Translate

Monday, September 12, 2016

Multi-threaded Asynchronous File Copy Class for C#

It used to be that, since file I/O was your biggest bottleneck, copying files on multiple threads was inefficient, even slowing down the file copy.  Multiple simultaneous copy jobs would spend the most time just positioning read heads around disk sectors.  Modern disks, however, have vastly improved read-ahead caching.  SSD drives eliminate much of the time physical disks would spend positioning the read head.  If you have multiple disks in a RAID array or advanced SAN, this reduces the I/O bottleneck for simultaneous file copies.
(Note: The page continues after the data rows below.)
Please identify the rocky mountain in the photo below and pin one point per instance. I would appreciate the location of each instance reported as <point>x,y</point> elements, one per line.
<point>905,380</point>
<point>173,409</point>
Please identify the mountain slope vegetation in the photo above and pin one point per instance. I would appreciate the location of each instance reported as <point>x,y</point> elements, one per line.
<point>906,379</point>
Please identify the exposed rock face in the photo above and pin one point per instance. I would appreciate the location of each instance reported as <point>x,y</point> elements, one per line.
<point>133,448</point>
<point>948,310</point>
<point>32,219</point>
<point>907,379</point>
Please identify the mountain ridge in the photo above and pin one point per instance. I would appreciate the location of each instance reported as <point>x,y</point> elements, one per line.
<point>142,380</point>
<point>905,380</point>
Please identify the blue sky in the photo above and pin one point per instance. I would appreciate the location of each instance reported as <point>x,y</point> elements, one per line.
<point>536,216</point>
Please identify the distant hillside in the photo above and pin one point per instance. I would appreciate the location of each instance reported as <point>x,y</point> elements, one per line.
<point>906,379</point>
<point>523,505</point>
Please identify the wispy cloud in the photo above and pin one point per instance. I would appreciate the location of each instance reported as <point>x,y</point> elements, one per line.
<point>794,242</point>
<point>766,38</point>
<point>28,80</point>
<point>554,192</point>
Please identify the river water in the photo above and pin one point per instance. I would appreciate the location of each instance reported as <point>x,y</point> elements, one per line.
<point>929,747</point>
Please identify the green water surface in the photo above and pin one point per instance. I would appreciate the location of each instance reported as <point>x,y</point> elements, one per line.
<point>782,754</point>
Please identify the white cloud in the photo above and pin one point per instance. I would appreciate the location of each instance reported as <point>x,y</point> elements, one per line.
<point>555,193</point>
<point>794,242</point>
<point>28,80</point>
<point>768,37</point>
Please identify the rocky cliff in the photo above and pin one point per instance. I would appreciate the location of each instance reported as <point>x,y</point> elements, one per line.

In testing, I have found that multi-threaded copying cuts the time to copy multiple files anywhere from twenty to fifty percent over copying the files individually.  This holds true whether copying locally, across a LAN or WAN.  The TestCopyForm project linked below has a sample application with this class where you can adjust buffer size and specify whether to use multi-threading to copy files or copy them individually.  You can test with various combinations to see what works best for your environment.

Multi-Threaded Async File Copy Class

To use this class, add it to your project.  When you initialize an instance of the class, pass it either a single file source path and destination path, create a Queue of KeyValueObjects to pass multiple files, or use a simple new object initialization and add the files through the CopyList queue.
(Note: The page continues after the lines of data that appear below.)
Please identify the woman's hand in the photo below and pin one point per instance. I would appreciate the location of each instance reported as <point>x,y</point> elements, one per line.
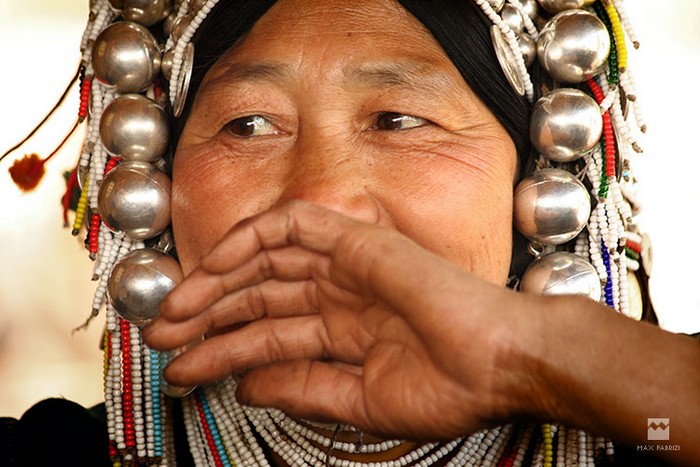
<point>329,318</point>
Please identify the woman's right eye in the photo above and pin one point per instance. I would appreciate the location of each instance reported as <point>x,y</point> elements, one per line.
<point>251,126</point>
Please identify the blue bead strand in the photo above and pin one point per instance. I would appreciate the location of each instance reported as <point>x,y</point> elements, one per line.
<point>223,455</point>
<point>608,283</point>
<point>156,359</point>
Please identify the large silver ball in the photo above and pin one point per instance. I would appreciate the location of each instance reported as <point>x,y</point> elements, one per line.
<point>146,12</point>
<point>126,55</point>
<point>562,273</point>
<point>565,124</point>
<point>551,206</point>
<point>573,46</point>
<point>512,17</point>
<point>134,198</point>
<point>135,127</point>
<point>139,282</point>
<point>555,6</point>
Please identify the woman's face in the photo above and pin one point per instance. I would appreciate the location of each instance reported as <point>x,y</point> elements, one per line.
<point>352,105</point>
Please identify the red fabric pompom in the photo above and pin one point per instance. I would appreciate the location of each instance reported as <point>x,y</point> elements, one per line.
<point>28,171</point>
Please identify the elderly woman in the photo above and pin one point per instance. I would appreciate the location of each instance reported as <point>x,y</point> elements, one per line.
<point>342,206</point>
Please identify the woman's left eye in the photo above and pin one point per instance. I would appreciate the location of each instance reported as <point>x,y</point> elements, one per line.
<point>394,121</point>
<point>251,126</point>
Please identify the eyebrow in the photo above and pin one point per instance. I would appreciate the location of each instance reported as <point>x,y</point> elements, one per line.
<point>408,74</point>
<point>413,74</point>
<point>256,71</point>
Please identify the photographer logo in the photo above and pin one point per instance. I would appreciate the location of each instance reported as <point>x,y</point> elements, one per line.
<point>658,429</point>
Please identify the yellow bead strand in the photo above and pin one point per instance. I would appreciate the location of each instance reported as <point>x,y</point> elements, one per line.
<point>81,209</point>
<point>619,35</point>
<point>548,444</point>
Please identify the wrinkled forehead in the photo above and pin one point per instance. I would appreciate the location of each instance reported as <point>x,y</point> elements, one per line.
<point>457,26</point>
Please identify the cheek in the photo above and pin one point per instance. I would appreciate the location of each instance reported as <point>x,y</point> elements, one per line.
<point>462,212</point>
<point>210,195</point>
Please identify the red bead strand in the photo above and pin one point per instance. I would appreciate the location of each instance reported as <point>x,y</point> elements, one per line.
<point>608,132</point>
<point>111,163</point>
<point>127,395</point>
<point>94,245</point>
<point>85,88</point>
<point>207,433</point>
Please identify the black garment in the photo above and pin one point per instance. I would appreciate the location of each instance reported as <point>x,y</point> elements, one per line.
<point>55,432</point>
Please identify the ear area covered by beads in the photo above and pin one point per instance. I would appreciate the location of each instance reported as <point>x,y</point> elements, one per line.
<point>576,203</point>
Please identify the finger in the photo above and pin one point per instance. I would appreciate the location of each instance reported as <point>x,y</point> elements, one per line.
<point>297,223</point>
<point>258,343</point>
<point>202,289</point>
<point>312,390</point>
<point>272,299</point>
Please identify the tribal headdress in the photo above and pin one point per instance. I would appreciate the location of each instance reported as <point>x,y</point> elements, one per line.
<point>574,207</point>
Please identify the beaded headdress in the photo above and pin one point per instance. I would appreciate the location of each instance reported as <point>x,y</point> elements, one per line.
<point>576,209</point>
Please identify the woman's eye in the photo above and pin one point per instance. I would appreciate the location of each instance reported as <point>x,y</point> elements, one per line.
<point>250,126</point>
<point>394,121</point>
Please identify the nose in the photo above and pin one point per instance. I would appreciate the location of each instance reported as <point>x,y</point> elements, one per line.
<point>332,173</point>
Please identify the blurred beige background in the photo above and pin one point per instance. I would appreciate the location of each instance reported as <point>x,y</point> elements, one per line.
<point>45,288</point>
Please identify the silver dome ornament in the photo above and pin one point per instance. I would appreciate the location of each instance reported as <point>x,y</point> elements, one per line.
<point>528,47</point>
<point>565,124</point>
<point>117,4</point>
<point>497,5</point>
<point>183,81</point>
<point>126,56</point>
<point>551,206</point>
<point>135,128</point>
<point>512,17</point>
<point>166,63</point>
<point>507,60</point>
<point>168,23</point>
<point>196,5</point>
<point>179,27</point>
<point>138,283</point>
<point>134,198</point>
<point>556,6</point>
<point>530,8</point>
<point>562,273</point>
<point>146,12</point>
<point>573,46</point>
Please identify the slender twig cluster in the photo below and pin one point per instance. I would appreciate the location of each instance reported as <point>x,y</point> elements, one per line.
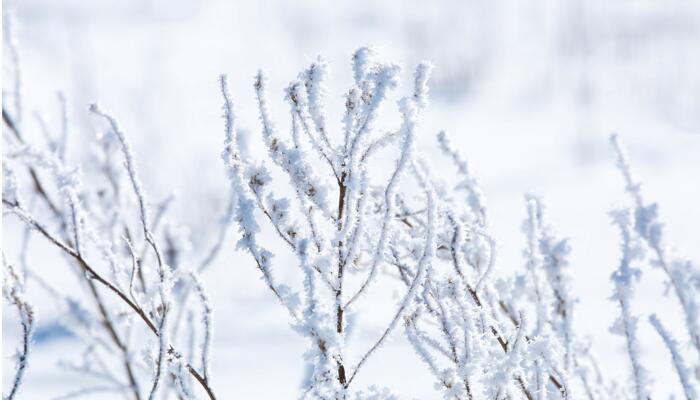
<point>135,268</point>
<point>149,328</point>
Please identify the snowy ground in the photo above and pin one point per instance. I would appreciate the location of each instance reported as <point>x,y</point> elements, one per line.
<point>529,92</point>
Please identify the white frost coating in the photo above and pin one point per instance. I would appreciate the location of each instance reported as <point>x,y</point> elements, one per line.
<point>475,197</point>
<point>681,273</point>
<point>684,373</point>
<point>245,218</point>
<point>130,165</point>
<point>291,160</point>
<point>13,291</point>
<point>624,279</point>
<point>206,323</point>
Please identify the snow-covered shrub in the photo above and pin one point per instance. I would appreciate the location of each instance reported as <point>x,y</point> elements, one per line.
<point>144,317</point>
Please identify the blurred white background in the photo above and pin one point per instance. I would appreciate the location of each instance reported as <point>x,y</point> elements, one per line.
<point>529,90</point>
FileCopyMTStream fcs = new FileCopyMTStream();

string SourcePath = "c:\\somedir";
string TargetPath = "c:\\someotherdir";
string targetfile;

foreach (string sourcefile in Directory.GetFiles(SourcePath))
{
    targetpath = Path.Combine(TargetPath, Path.GetFileName(filepath));
    fcs.CopyList.Enqueue(new KeyValuePair<string, string>(filepath, targetpath));
}


Next, add event handlers to your code to handle status updates:

fcs.FileCopyStarted += Fcs_FileCopyStarted;
fcs.ProgressChanged += Fcs_ProgressChanged;
fcs.FileCopyComplete += Fcs_FileCopyComplete;
fcs.FileCopyException += Fcs_FileCopyException;


When you write the event handlers, make sure that you use Invoke to interact with the UI thread - the event handlers will be running under the context of one of the FileCopyMTStream threadpool threads.  If you try to access a control from that thread, it will throw an error.
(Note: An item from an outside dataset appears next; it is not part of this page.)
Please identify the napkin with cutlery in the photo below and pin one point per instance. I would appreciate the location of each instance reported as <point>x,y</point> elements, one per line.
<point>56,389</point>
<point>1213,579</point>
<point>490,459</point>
private void Fcs_ProgressChanged(string SourceFile, int Percentage, long CopiedSize, long FileSize)
{
    Invoke(new MethodInvoker(delegate 
    {
        if (lvFileList.Items.ContainsKey(SourceFile))
        {
            lvFileList.Items[SourceFile].SubItems[3].Text = CopiedSize.ToString("N0") + " copied";
            lvFileList.Items[SourceFile].SubItems[4].Text = Percentage.ToString() + "%";
        }
    }
    ));
}


When you are ready to kick off the copy, call the following method:


fcs.StartCopy();


Here is a test project that includes the class:


TestCopyForm.zip



Here is the class.  Enjoy!

using System;
using System.Collections.Generic;
using System.IO;
using System.Threading;

// FileCopyMTStream - File Copy Multi-Threaded Stream
// Adrian Hayes
// http://www.bearnakedcode.com
//
// A class which asynchronously copies one or more files using multiple
// threadpool threads.  It allows file copies without locking UI thread and
// provides status reports via events.
//
// License:  You are free to use this code in any of your projects as you wish.
//           It is offered without warranty.  Use at your own risk.
//           If you publish its source (or any portion thereof), please include
//           a reference back to http://www.bearnakedcode.com.
//
// Enjoy!

namespace BearNakedCode
{

    //Delegates for events
    public delegate void FileCopyStartedDelegate(string SourceFile, long FileSize);
    public delegate void FileCopyExceptionDelegate(string SourceFile, Exception Error);
    public delegate void CompleteDelegate(string SourceFile, bool Canceled);
    public delegate void ProgressChangedDelegate(string SourceFile, int Percentage, long CopiedSize, long FileSize);

    /// <summary>
    /// Copies a queue of files asynchronously with multi-threading.
    /// </summary>
    public class FileCopyMTStream
    {

        #region PublicVariables

        /// <summary>
        /// A queue of files to copy.  Elements are KeyValuePairs with Key = Source / Value = Destination.
        /// </summary>
        public Queue<KeyValuePair<string, string>> CopyList = new Queue<KeyValuePair<string, string>>();


        /// <summary>
        /// Will copy using multiple threads, managed by threadpool(default).
        /// If false, copy is limited to 1 thread.
        /// </summary>
        public bool MultiThreaded = true;


        /// <summary>
        /// Size of the copy buffer.  Default is 4 KB buffer.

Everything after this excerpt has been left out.